Economic Freedom and the Russian Federation
Dr. Dennis Coates is a professor of economics at the University of Maryland, Baltimore County. His research interests include public choice, public finance, and sports economics. He received his Ph.D. in economics from the University of Maryland, where he studied under professor Mancur Olson. Mancur Olson is an alumnus of North Dakota State University who was an acclaimed social scientist and one of the founders of public choice economics and new instituational social science.
Assessing the Impact of Autonomous Trucks on the Labor Market
Dr. Kristen Monaco is the Chief Economist of the Federal Maritime Commission. Prior positions in the federal government include Associate Commissioner for Compensation and Working Conditions and Senior Research Economist at the Bureau of Labor Statistics. Before working in the federal government, Kristen was a professor of economics at California State University Long Beach. Her research focuses on issues of economic and statistical measurement and applied work on labor markets, particularly in transportation. She received her Ph.D. in economics from the University of Wisconsin-Milwaukee.
March 25 | Daniel Bennett (Virtual)
Populist Discourse and Entrepreneurship: The Role of Political Ideology and Institutions
Dr.
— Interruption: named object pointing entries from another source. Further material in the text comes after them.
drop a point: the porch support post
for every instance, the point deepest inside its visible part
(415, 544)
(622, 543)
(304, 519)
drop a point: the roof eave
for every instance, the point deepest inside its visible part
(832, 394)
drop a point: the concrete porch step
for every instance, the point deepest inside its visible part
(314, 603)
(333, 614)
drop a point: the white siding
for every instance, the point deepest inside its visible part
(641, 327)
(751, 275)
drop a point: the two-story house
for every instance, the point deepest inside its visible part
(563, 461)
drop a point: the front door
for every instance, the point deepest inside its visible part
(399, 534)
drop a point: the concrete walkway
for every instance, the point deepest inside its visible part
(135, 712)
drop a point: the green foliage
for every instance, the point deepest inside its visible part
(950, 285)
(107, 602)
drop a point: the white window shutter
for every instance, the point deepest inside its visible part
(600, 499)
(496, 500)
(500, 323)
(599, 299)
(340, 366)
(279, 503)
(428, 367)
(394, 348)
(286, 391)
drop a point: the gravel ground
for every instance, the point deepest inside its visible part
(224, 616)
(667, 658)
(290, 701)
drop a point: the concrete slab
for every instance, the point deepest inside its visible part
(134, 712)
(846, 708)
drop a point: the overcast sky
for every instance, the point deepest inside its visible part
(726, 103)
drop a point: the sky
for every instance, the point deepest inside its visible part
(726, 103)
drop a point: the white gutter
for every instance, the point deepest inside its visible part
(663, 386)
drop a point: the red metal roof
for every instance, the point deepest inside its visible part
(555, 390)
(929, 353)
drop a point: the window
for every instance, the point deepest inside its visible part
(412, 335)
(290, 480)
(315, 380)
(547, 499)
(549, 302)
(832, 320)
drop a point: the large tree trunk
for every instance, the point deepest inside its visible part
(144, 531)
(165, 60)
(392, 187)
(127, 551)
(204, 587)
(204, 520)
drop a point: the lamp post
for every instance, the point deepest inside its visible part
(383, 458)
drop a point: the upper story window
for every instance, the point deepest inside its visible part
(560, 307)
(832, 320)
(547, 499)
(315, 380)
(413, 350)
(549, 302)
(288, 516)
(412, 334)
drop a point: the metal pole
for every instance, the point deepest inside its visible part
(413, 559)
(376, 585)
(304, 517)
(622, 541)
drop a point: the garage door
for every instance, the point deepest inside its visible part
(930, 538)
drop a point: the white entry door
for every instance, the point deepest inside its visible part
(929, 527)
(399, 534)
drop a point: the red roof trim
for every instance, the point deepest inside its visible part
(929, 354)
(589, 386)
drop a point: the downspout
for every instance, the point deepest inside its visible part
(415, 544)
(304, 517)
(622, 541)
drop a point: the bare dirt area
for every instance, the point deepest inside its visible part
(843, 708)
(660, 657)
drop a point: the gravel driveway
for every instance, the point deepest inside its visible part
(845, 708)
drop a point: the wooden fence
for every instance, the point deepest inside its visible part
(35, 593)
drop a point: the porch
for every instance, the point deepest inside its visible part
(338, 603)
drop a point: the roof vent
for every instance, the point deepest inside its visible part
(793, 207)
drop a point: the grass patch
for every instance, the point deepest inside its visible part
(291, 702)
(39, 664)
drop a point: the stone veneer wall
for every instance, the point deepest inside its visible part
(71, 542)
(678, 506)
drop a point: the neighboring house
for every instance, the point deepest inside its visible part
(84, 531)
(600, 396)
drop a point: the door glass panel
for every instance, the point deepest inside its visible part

Daniel Bennett is an assistant professor of management and entrepreneurship at the Center for Free Enterprise at the University of Louisville. His research expertise is in economicc development and entrepreneurial ecosystems. He previously worked as a research professor at Baylor University in the Department of Entrepreneurship. He received his Ph.D. in economics from Florida State University.
Transportation Technology's Contribution to Societal Welfare
Dr. James Peoples is a professor of economics at the University of Wisconsin-Milwaukee. His research interests include transportation economics and labor economics. His current projects are focused on transportation costs and healthcare labor markets. He received his Ph.D. in economics from the University of California at Berkeley.
The Clarke's Law Gap: How Magical Innovation Outpaces Regulation
Dr. Abigail Deveraux is an assistant professor of economics and research fellow at the Institute for the Study of Economic Growth at Wichita State University. Her research interests include complexity economics, agent-based computational economics, growth theory, game theory, and the theory of technological innovation and entrepreneurial exit. Her applied research includes work on nudge theory and an analysis of China's Social Credit System. She received her Ph.D. in economics from George Mason University.